Episodes can end in two ways: termination (a true terminal state, e.g. death or reaching the goal) or truncation (a time limit was hit). These require different treatment:

  • On termination, there is no next state, so the bootstrap value \(V(s_{t+1})\) should be zero.
  • On truncation, the agent could have continued, so we still bootstrap with \(V(s_{t+1})\).

In both cases, we reset the backward pass at the episode boundary so that advantages from one episode don't bleed into another.

import numpy as np

def compute_gae(rewards, values, terminated, truncated, gamma, lambda_):
    # values has length T+1 (includes bootstrap value)
    # rewards, terminated, truncated have length T
    T = len(rewards)
    advantages = np.zeros(T)
    gae = 0

    # Terminated: no future value. Truncated: bootstrap as normal.
    next_values = np.where(terminated, 0, values[1:])
    deltas = rewards + gamma * next_values - values[:-1]

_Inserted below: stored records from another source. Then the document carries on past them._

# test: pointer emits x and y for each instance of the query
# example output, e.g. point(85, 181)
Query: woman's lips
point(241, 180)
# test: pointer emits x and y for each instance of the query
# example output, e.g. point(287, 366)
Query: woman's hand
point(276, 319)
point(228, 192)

    # Reset at any episode boundary (terminated or truncated)
    episode_over = terminated | truncated

    for t in reversed(range(T)):
        gae = deltas[t] + gamma * lambda_ * (~episode_over[t]) * gae
        advantages[t] = gae

    return advantages

Practical Considerations

Choosing \(\lambda\)

In practice, \(\lambda\) values between 0.9 and 0.99 work well for most problems. The PPO paper uses \(\lambda = 0.95\) as a default. Higher values are better when your value function is inaccurate; lower values help when you have a good value function and want to reduce variance.

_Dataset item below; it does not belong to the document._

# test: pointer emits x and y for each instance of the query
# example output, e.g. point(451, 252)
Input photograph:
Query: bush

Interaction with \(\gamma\)

The effective discount for the advantage weights is \(\gamma\lambda\). Even with \(\lambda = 1\), using \(\gamma < 1\) still provides some exponential decay. Common choices are \(\gamma = 0.99\) with \(\lambda = 0.95\), giving an effective decay of \(0.99 \times 0.95 = 0.9405\).

Why GAE Works

GAE succeeds because it lets you control how much you trust your value function versus the raw sampled returns. A lower \(\lambda\) leans on \(V\) more (stable but potentially biased); a higher \(\lambda\) relies on actual rewards (unbiased but noisy). Tuning \(\lambda\) finds the right balance for your specific problem.

References

Schulman, J., Moritz, P., Levine, S., Jordan, M., & Abbeel, P. (2016). High-Dimensional Continuous Control Using Generalized Advantage Estimation. ICLR 2016.